Report: API market size worth $239.8B by 2025
The global active pharmaceutical ingredients (API) market is expected to reach a value of $239.8 billion by 2025, based on a new report by Grand View Research. The rising prevalence of lifestyle-induced & age-related diseases and cancer is projected to drive the market over the forecast period. Advancements in recombinant molecular technologies and high capitalization for development of novel drugs are also estimated to boost growth.
Favorable government initiatives for increasing focus toward generic drugs is a key factor for market growth. Decrease in generic drug prices, higher acceptance in low income and decrease in reimbursement for branded drugs are the recent trends in the market affirming growth of generic drugs.
Further key findings from the study suggest:
- Synthetic APIs was the largest segment by revenue share in 2015 owing to high demand.
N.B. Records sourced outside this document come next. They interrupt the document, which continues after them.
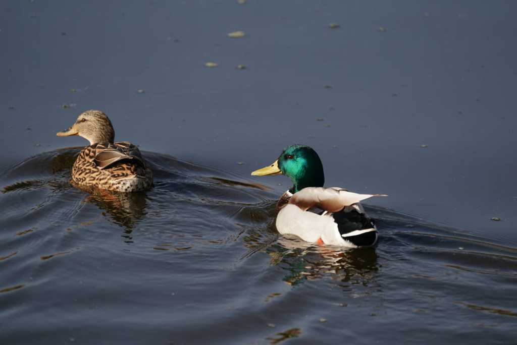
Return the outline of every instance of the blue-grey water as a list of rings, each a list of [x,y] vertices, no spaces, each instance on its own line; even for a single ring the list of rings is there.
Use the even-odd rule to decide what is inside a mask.
[[[2,2],[0,342],[514,343],[516,10]],[[90,108],[152,190],[70,185]],[[295,143],[389,194],[375,247],[278,234],[288,180],[249,175]]]

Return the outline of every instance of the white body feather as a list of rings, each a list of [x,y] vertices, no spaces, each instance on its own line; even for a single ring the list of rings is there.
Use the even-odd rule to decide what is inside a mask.
[[[374,231],[376,230],[375,226],[342,236],[332,213],[352,207],[359,213],[364,213],[359,201],[377,196],[384,195],[358,194],[338,187],[304,188],[292,195],[288,203],[280,210],[277,216],[277,229],[280,233],[295,234],[307,242],[315,242],[321,239],[326,244],[356,247],[346,238]],[[320,215],[308,211],[312,207],[327,212]]]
- Biotech APIs are estimated to grow lucratively over the forecast period with high R&D initiatives being undertaken for their development
- Captive manufacturers, being the conventional option of API manufacturing, held the majority of the share.
- On the other hand, the merchant manufacturers segment is expected to be fastest-growing due to growing outsourcing activities
- Generic APIs will experience lucrative growth over the forecast period attributed to patent expirations of branded drugs
- APIs are identified to have highest application in cardiovascular therapeutics. Increasing mortality caused by heart diseases and growing demand for fast-acting drugs are the major factors contributing to dominance
- North America dominated in terms of revenue share in 2015 and Asia Pacific is expected to grow at a significant growth rate over the forecast period
- Some of the major companies in the API market are AbbVie, Boehringer Ingelheim, Cipla and Merck & Co.